CLI Example: View and Set Individual Properties

Policy Management API objects (such as PolicyMgtRealm) provide a number of get/set methods that let you view and modify individual properties of objects in the policy store. You use these get/set methods to view and edit an object’s properties just as you would use the property fields in the Administrative UI.

The following script modifies the resource filter property:

use Netegrity::PolicyMgtAPI;

$policyapi = Netegrity::PolicyMgtAPI‑>New();
$session = $policyapi‑>CreateSession("adminid", "adminpwd");
$domain=$session‑>GetDomain("engineering");

$realm=$domain‑>GetRealm("documentation");
if($realm‑>ResourceFilter() eq "/mysite/docs/*") {
      $filter=$realm‑>ResourceFilter("/mysite/docs/*.doc");
}
if ($filter eq undef) {
      print "Error changing resource filter.\n";
   }
   else {
      print "Resource filter changed to: " . $filter . "\n";
}

Note the following general rules:

• When you pass an argument into a method, the method behaves as a setter method—for example:

  $realm‑>ResourceFilter("/mysite/docs/*.doc");
  

• When no argument is given, the method behaves as a getter method—for example:

  $filter=$realm‑>ResourceFilter();
  

• With get and set methods, the existing or new property value is returned.

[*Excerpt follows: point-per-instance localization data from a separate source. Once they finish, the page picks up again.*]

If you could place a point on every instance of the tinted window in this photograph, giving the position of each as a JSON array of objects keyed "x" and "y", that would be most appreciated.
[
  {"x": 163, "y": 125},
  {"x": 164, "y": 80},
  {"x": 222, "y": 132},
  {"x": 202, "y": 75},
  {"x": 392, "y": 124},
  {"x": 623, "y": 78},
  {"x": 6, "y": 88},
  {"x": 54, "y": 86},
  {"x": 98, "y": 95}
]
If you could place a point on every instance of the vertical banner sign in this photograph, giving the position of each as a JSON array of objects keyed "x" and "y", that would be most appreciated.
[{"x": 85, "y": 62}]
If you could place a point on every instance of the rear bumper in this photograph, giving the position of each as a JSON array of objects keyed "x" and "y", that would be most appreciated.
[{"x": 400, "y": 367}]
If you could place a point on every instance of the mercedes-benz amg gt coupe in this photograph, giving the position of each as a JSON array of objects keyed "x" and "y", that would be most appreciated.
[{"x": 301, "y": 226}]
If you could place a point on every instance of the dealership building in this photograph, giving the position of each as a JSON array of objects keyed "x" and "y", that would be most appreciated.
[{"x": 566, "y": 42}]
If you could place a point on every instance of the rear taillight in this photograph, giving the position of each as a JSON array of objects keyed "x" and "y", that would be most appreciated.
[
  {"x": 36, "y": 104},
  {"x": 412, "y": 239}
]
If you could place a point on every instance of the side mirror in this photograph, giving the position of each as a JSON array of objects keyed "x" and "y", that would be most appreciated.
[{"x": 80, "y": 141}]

Location of Sample Scripts

Sample scripts are installed in the following default location:

<sm-ps-root>/CA/siteminder/CLI/examples

Before using a sample script, be sure to change the values of the site-specific variables (such as administrator’s credentials and user-store location) that are defined at the beginning of the script.

Related Documentation

You can find additional information about Policy Server and agent operations in the following SiteMinder documents:

• CA SiteMinder Policy Server Configuration Guide
• CA SiteMinder Policy Server Administration Guide
• CA SiteMinder Web Agent Configuration Guide

Object Dependencies Poster

The poster Scripting Interface for Perl: Object Dependencies is included with SiteMinder. The poster illustrates the Perl objects that you need to create or retrieve before you can manipulate dependent objects. Each object is shown with all of its methods.